Nascida em Vila Alta (hoje município de Alto Paraíso), no Noroeste do estado, Rozilda saiu de lá ainda pequena. Mudou-se com a família para o distrito de Ercilândia, em Brasilândia do Sul, região Oeste do Paraná. Morou “na roça”, como ela mesma diz, durante muito tempo, sem precisar da formalidade dos documentos civis. Anos depois, migrou para o estado de Rondônia. Foi lá que acabou extraviando o único registro que tinha: a certidão de nascimento. Quando veio para Foz do Iguaçu, sentiu a necessidade de ter RG e outros documentos que lhe permitisse acessar serviços públicos, abrir crediário e obter outras facilidades.

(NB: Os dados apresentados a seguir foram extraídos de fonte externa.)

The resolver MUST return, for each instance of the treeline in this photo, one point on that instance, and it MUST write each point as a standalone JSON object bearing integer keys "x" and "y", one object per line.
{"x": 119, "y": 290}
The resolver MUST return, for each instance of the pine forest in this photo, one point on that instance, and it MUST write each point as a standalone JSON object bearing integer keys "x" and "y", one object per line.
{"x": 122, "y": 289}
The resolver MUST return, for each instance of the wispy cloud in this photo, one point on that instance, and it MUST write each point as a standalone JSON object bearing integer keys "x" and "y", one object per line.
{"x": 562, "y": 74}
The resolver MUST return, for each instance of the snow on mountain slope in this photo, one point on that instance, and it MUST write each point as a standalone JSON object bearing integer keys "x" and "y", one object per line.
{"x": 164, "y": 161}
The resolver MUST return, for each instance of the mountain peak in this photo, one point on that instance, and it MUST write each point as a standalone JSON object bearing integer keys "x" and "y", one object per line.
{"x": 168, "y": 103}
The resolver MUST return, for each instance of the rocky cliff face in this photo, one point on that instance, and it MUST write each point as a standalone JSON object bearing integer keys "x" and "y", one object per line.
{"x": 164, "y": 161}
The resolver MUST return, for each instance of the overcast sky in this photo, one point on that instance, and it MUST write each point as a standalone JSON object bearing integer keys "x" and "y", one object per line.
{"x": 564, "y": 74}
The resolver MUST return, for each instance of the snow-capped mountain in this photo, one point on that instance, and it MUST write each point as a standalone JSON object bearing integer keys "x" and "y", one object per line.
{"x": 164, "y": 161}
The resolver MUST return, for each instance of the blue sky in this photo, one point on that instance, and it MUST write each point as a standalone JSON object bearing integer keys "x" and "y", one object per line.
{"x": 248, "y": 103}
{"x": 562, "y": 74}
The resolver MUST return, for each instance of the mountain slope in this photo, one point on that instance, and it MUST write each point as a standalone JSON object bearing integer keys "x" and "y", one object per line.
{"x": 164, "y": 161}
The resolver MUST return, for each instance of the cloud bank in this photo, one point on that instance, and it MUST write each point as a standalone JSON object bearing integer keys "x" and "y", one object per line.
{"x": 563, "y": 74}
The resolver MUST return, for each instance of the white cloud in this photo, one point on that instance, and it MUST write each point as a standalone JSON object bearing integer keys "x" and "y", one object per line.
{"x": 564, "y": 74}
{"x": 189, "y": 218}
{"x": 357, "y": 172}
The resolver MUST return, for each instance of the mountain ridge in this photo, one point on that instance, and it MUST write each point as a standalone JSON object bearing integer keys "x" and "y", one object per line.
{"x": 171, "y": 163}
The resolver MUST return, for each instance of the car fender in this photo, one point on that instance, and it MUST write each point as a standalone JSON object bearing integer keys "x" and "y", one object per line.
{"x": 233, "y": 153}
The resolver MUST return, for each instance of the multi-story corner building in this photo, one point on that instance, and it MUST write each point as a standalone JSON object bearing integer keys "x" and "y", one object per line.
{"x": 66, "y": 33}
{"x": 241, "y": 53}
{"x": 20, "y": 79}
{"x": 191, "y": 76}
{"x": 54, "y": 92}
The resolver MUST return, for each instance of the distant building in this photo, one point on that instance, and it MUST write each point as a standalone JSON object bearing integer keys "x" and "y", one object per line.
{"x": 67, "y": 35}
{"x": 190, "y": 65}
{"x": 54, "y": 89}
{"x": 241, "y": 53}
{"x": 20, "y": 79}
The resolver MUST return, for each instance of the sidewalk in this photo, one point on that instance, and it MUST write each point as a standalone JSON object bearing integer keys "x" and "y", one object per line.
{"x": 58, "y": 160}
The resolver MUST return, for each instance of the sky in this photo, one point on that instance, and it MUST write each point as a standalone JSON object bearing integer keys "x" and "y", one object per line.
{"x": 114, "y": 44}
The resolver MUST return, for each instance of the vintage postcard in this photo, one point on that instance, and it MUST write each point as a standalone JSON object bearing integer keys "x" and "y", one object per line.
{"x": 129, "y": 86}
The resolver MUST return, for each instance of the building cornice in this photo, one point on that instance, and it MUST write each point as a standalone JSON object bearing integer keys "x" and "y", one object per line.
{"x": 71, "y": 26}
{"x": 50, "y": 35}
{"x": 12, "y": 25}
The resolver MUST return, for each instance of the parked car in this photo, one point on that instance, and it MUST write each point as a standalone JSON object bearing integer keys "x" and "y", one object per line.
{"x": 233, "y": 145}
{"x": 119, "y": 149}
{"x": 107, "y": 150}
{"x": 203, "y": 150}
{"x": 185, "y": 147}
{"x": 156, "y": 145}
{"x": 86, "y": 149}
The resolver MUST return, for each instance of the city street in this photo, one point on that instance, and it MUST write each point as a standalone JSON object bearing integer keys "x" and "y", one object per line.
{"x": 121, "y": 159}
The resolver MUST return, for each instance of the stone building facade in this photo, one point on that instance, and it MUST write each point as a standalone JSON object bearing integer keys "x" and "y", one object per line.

“Quando ela foi tentar tirar uma segunda via da certidão de nascimento, descobriu que o cartório onde havia sido feito o registro tinha pegado fogo, destruindo o único documento que poderia comprovar a sua identidade civil. A legislação é bastante rigorosa quando se trata da modificação ou restauração de um registro civil, porque é muito importante zelar pela veracidade dos registros públicos. Ou seja, não existia nenhum registro público que comprovasse a existência da Rozilda, então ela não podia tirar nenhum outro documento”, explica a defensora pública Lígia Rosental Buarque de Gusmão, que atuou no caso juntamente com a defensora pública Maria Fernanda Ghannage Barbosa.

Tentativas
Antes de buscar a Defensoria, Rozilda procurou ajuda de outros órgãos públicos e até de advogados, mas nunca conseguiu resolver o problema, ora por questões burocráticas, ora por dificuldades financeiras, já que a dona de casa não tem condições de pagar por uma assistência jurídica particular. O jeito foi se virar como podia. “Eu tive dificuldade com tudo, especialmente com o trabalho. Gostava de ir para o Paraguai trabalhar com as minhas amigas, mas precisava de identidade e não tinha. Gostava de comprar uma coisa ou outra, mas não podia, tinha que ficar pedindo para os outros. Se queria ir no médico, não podia também”, desabafa. Na última gestação, ela teve dificuldades para fazer o acompanhamento médico do pré-natal e obter resultados de exames. Tudo porque faltava RG e CPF.

Mãe de cinco filhos, Rozilda sabe bem o que é ter saudade dos entes queridos. Por não ter o RG, ela não conseguia nem sequer embarcar num ônibus para visitar os pais, que moram em outra cidade. Ficou mais de dois anos sem vê-los. “Já tirei minha identidade, o título de eleitor, CPF e agora vou pegar a carteira de trabalho. Estou com todos os documentos”, comemora.
 
 

Provas documentais e testemunhas ajudaram no caso

Como não tinha documento formal que comprovasse sua existência, a dona de casa Rozilda Maria Rodrigues buscou a Defensoria Pública do Paraná em Foz do Iguaçu para conseguir na Justiça autorização para que o cartório emitisse uma nova certidão de nascimento. A defensora pública Maria Fernanda Ghannage Barbosa ajuizou então uma ação de suprimento de registro civil, prevista na Lei de Registros Públicos (Lei Nº 6.015, de 1973). Para isso, ela precisou apresentar uma certidão comprovando que o cartório havia pegado fogo, e que, portanto, seria impossível obter uma segunda via do documento. Achou também um registro escolar antigo e apresentou outras informações, com dados dos pais de Rozilda, testemunhas e outras informações.

Após analisar a documentação e ouvir as testemunhas, além da própria Rozilda, o juiz determinou que fosse emitida uma nova certidão. “É importante que todas as pessoas tenham esses documentos atualizados, não só para fins de identificação, mas também para poderem exercer atos da vida civil. A Rozilda, por exemplo, não conseguia abrir uma conta no banco, não podia ter um celular no seu nome, tinha dificuldades na hora de procurar atendimento médico. Também tinha esse aspecto psicológico. Ela dizia que não existia no mundo, porque não tinha nenhum documento de identificação já quase aos 50 anos de idade. E foi uma ação judicial relativamente simples, o que mostra a importância da atuação da Defensoria Pública na área de registros públicos”, afirma a defensora pública Lígia Buarque de Gusmão.